Methods: Daily CBCT is used to evaluate the prone breast patient positioning uncertainty of proposed isocentric technique against our routine manual clinical setup. Clinical setup involves a manual AP shift from the ipsilateral torso tattoos (2PT) to the treatment iso directly underneath and SSD and flash check. While the proposed isocentric prone breast method features an additional contralateral leveling tattoo positioned at mid-level of torso during CT simulation to determine correct patient obliqueness, and an automatic couch shift using Elekta CMA to correct both known distance from 2PT to the iso and daily setup uncertainty. Summary statistics were calculated for a cohort of prone breast patients from our clinic (n=5), and will be updated as more patients get administrated.
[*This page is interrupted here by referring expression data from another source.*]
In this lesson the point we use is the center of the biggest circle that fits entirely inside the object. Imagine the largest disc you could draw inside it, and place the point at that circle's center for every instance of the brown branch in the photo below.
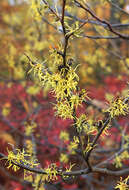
(52, 10)
(73, 173)
(125, 37)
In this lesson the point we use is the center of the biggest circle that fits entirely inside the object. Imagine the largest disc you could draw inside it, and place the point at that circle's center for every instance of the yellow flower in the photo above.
(64, 110)
(118, 107)
(64, 136)
(64, 158)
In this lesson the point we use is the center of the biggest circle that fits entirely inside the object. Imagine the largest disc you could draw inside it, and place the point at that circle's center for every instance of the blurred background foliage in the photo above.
(103, 71)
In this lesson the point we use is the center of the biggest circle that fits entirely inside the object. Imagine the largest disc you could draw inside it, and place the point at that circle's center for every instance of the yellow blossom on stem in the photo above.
(122, 184)
(118, 107)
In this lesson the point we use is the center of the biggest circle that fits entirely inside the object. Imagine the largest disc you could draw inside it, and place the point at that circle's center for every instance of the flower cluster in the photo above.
(118, 107)
(122, 184)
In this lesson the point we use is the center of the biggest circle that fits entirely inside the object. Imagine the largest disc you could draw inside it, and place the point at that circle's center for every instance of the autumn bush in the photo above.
(64, 106)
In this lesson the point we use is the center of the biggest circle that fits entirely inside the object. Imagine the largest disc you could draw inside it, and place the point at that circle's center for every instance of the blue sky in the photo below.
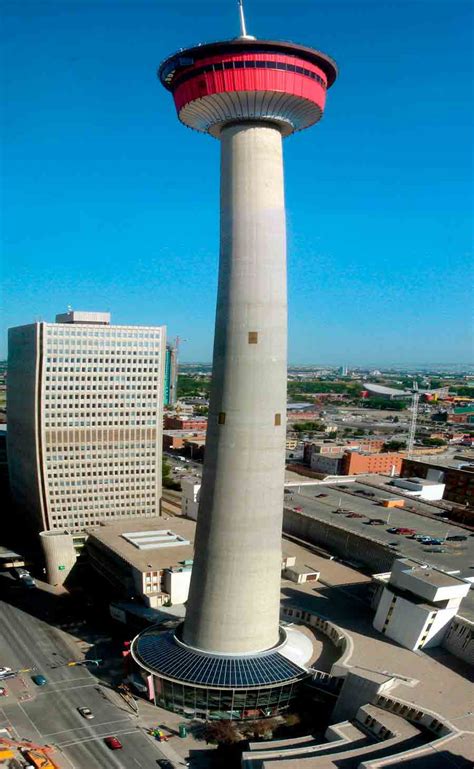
(110, 204)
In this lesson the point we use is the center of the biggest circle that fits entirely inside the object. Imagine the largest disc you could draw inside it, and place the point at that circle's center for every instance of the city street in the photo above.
(49, 715)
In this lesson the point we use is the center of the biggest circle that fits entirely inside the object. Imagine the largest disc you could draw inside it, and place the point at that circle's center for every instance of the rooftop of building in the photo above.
(79, 316)
(421, 481)
(148, 544)
(430, 574)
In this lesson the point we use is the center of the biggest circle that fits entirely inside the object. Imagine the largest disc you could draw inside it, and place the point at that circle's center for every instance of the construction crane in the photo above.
(414, 415)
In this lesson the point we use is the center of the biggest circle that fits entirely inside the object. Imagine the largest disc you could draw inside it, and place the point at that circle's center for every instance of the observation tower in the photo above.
(231, 654)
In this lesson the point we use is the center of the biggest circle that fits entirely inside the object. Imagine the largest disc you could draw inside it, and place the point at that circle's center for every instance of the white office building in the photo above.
(416, 603)
(85, 420)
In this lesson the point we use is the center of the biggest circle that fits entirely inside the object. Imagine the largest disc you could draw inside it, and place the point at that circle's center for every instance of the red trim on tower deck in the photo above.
(280, 81)
(248, 57)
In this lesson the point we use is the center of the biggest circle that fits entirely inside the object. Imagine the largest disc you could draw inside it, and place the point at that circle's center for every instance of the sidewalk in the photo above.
(178, 748)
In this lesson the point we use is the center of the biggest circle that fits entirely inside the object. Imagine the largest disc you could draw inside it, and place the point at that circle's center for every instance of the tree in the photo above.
(167, 478)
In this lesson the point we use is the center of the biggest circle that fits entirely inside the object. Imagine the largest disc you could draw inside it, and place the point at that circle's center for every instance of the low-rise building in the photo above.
(459, 483)
(175, 422)
(420, 487)
(150, 560)
(357, 462)
(415, 603)
(190, 490)
(330, 465)
(300, 574)
(176, 440)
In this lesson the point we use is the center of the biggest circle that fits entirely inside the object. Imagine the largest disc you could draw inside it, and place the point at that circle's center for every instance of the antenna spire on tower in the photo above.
(243, 27)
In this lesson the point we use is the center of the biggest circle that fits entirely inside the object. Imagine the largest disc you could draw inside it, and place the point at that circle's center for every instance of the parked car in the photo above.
(39, 680)
(86, 713)
(113, 743)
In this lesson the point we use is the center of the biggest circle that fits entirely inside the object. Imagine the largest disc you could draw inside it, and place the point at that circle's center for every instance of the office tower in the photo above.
(85, 420)
(231, 653)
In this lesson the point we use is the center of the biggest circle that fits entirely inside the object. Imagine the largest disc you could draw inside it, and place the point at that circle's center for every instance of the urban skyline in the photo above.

Results: Small field of view partial CBCT acquisition is optimized to achieve clearance and minimize nominal imaging dose to 0.6cGy per scan to a 16cm phantom. Routine clinical setup uncertainty is 0.3±0.2cm, 0.7±0.4cm and 0.4±0.3cm in S/I, L/R and A/P respectively. Using the isocentric prone breast method, the setup uncertainty could be reduced to 0±0.3cm, 0.3±0.4cm and 0.1±0.3cm if the average couch shift in the 1st week of treatment is applied by CMA to the rest of treatment days. The uncertainty could be further reduced to 0.3±0.1cm, 0±0.1cm and 0±0.2cm with additional contralateral leveling tattoo. The improvement in precision is found to be statistically significant (p<0.05) using unpaired student t-tests.
Conclusions: Contralateral leveling tattoo is essential to determine correct patient obliqueness. More consistent and accurate isocentric prone breast patient positioning is achievable on Elekta linac with CMA and CBCT.